While I’m waiting, I walk over to the hair-care aisle to see if she’s been restocked. At first I can’t find her, start to panic. I remind myself it’s okay, that this is just a mind-made form of her, not the real person, which is impossible to capture in an image or the words of anyone else’s fuzzy recount, including mine. Especially mine. Anyway, I’m still relieved when I find the box. Hi, Mom. I miss you. You were right about Abram.
A few minutes later, prescription in hand, I walk out the automatic doors and find him leaning down and petting my dad’s early Christmas present: a golden retriever rescue we named Whale. The dog is alternating between looking up at the glowing Redbox screen in front of him, and becoming obsessed with licking off the lotion I applied to Abram’s redeveloping tennis calluses earlier. Something’s wrong with him. I feel like Whale wants to film the canine version of Prescription for Love with Abram’s dog and then rent it repeatedly, unable to control himself, just as his crazy dog-mother couldn’t.
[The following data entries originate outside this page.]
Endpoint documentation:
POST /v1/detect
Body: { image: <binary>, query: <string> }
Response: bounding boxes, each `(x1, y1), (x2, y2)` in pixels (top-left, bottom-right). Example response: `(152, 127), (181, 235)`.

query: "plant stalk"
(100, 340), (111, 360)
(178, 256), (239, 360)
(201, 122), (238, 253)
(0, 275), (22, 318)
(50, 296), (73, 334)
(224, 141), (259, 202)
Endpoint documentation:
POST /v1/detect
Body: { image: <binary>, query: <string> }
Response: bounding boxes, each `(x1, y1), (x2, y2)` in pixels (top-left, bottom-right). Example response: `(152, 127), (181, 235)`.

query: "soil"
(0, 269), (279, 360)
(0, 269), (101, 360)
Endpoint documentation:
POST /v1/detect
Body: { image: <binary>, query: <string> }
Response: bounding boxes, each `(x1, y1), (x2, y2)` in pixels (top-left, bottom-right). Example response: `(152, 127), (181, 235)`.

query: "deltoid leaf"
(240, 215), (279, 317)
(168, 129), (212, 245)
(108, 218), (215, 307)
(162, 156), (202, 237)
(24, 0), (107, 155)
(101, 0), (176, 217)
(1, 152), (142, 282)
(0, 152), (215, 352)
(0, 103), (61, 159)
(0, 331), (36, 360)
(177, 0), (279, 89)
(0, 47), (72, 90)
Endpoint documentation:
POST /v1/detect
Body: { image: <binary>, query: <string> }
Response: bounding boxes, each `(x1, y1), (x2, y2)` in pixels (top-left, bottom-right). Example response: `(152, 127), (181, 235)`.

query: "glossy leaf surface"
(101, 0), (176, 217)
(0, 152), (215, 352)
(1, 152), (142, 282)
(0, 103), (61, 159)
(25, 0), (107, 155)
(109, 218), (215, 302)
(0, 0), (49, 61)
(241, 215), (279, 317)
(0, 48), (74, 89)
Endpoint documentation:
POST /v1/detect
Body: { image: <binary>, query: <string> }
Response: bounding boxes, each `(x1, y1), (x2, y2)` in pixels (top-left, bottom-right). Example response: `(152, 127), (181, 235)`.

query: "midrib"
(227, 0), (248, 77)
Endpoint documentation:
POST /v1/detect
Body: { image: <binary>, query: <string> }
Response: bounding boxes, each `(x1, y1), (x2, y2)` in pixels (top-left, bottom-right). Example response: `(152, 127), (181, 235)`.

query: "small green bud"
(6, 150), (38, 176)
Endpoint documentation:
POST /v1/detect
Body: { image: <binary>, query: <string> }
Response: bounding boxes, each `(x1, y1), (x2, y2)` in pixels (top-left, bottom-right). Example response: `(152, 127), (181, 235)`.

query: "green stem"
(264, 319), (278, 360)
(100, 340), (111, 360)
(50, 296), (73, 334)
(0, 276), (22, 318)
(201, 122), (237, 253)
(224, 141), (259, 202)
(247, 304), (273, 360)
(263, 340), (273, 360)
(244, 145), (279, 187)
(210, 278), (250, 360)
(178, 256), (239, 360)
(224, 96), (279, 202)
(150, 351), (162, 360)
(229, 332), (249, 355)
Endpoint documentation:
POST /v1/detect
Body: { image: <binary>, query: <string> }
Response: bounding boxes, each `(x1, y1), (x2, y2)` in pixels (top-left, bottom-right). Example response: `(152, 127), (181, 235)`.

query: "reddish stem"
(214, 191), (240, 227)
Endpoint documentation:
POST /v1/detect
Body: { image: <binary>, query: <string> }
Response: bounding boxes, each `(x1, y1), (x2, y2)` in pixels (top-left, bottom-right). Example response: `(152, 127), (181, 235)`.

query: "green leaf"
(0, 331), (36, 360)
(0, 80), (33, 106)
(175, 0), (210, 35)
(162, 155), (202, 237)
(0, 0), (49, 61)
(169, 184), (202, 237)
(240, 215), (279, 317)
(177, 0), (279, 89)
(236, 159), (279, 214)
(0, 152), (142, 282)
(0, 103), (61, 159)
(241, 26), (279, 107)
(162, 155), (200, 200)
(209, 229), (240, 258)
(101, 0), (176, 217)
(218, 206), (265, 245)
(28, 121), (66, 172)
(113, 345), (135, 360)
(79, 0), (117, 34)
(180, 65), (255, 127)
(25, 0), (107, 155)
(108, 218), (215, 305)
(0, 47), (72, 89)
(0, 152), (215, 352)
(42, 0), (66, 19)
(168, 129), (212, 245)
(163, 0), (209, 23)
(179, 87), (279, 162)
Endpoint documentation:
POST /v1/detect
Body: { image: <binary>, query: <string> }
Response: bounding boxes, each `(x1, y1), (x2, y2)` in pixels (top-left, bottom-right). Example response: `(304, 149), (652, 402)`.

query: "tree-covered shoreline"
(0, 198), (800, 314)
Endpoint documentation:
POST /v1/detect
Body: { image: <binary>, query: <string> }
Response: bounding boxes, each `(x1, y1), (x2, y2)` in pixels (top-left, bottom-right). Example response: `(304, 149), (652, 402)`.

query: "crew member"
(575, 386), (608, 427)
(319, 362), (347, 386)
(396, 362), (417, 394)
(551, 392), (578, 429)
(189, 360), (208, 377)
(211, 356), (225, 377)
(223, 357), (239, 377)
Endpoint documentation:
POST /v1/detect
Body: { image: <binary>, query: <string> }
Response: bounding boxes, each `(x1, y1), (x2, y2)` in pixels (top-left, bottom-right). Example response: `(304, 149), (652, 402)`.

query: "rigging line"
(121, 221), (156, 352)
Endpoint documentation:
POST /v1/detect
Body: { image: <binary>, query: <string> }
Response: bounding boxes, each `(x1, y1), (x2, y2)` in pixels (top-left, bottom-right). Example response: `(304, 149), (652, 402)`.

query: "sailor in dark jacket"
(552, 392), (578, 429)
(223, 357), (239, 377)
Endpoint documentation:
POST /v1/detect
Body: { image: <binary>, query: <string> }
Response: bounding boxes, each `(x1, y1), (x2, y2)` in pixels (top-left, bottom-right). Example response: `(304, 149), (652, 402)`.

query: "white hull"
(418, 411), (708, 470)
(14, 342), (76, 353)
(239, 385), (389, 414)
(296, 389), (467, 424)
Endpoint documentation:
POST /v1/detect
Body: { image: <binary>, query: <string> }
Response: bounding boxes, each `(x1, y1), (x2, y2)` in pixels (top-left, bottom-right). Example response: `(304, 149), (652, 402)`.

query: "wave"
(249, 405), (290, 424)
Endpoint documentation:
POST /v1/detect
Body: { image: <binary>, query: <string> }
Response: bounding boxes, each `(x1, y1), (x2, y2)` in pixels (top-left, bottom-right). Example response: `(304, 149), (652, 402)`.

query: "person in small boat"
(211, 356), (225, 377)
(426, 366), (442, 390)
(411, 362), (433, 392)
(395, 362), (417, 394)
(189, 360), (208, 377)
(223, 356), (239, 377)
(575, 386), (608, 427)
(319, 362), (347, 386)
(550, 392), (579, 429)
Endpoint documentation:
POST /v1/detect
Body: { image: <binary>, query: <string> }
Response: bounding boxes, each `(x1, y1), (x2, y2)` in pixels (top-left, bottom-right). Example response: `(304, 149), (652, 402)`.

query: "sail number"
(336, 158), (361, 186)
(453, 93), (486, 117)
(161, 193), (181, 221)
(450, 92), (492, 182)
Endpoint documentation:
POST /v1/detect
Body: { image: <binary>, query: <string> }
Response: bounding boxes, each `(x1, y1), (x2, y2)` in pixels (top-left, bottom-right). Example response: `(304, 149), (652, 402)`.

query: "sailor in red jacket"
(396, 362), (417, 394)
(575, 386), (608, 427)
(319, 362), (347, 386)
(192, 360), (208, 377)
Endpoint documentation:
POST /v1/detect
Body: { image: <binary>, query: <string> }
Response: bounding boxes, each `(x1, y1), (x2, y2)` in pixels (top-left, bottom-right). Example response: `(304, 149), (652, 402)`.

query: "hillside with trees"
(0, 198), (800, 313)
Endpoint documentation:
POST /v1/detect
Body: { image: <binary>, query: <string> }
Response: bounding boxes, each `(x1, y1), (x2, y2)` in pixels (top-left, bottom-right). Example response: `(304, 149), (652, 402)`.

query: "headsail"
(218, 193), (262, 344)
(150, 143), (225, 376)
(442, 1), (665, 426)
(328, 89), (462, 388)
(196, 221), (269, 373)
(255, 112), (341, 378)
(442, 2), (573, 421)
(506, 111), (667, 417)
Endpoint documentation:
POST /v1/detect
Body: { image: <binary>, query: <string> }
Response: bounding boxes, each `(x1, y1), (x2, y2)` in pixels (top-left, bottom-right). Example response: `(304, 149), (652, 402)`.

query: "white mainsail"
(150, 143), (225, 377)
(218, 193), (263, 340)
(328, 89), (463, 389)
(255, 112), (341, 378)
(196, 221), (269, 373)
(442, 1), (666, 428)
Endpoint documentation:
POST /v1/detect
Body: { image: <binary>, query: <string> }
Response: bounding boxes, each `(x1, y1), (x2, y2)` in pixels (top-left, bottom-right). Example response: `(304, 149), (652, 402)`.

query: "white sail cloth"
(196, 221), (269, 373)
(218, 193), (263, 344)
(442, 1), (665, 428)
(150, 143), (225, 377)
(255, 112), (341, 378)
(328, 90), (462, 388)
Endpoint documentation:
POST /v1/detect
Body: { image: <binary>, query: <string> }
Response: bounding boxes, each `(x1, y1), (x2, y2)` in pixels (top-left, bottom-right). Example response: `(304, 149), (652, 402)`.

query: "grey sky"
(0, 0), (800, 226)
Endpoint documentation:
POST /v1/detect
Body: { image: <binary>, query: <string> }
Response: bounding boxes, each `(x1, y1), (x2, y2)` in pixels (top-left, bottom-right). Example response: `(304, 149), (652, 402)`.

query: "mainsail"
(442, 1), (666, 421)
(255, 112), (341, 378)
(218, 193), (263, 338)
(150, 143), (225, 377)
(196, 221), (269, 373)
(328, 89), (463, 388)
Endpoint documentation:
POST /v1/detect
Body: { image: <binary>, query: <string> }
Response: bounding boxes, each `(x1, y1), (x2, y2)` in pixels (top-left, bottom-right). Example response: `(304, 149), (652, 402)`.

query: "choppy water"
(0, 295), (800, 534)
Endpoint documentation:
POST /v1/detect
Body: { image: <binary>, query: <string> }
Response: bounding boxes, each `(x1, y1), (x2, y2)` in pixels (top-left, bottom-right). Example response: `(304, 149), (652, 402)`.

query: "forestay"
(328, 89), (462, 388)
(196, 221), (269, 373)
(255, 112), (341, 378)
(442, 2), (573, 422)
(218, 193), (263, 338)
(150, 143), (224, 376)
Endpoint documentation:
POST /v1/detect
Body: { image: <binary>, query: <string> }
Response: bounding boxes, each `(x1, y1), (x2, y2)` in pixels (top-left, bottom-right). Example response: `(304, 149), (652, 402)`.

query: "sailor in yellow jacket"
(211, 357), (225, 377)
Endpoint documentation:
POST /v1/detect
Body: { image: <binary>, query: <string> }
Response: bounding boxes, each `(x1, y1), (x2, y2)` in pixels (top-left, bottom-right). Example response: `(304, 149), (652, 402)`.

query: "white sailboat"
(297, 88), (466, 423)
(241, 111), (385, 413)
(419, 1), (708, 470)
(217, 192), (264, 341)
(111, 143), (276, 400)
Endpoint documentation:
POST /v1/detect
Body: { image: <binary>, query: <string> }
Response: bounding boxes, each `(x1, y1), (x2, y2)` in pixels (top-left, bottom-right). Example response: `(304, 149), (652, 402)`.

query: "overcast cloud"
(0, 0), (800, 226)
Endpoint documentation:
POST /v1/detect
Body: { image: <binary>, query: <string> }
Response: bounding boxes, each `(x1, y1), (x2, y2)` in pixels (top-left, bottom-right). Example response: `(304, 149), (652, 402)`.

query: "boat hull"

As soon as he’s past these tricky teen-dog years, I’ll let him make the best decision of his life, at CVS, too.
ABRAM
YEP, I’VE BEEN HERE ALL ALONG, in and out of the store, visiting with Whale the dog, watching my girl be nice to Mindy from the vitamin section. Juliette invited me this time; extended the invitation twenty minutes ago, in my basement. We drove separately, thinking we’d re-create the magical awkwardness of that night we first chatted, but primarily so she could get some solo driving practice. I followed behind her to make sure she did okay, and, hmm, she almost turned left into the wrong lane, accidentally rolling up onto the grassy median that divides the road. She recovered nicely, but she has a ways to go before she’s ready to merge onto any highways.
“Ready to go?” she asks.
“Just one second,” I say, standing up and digging into my pocket.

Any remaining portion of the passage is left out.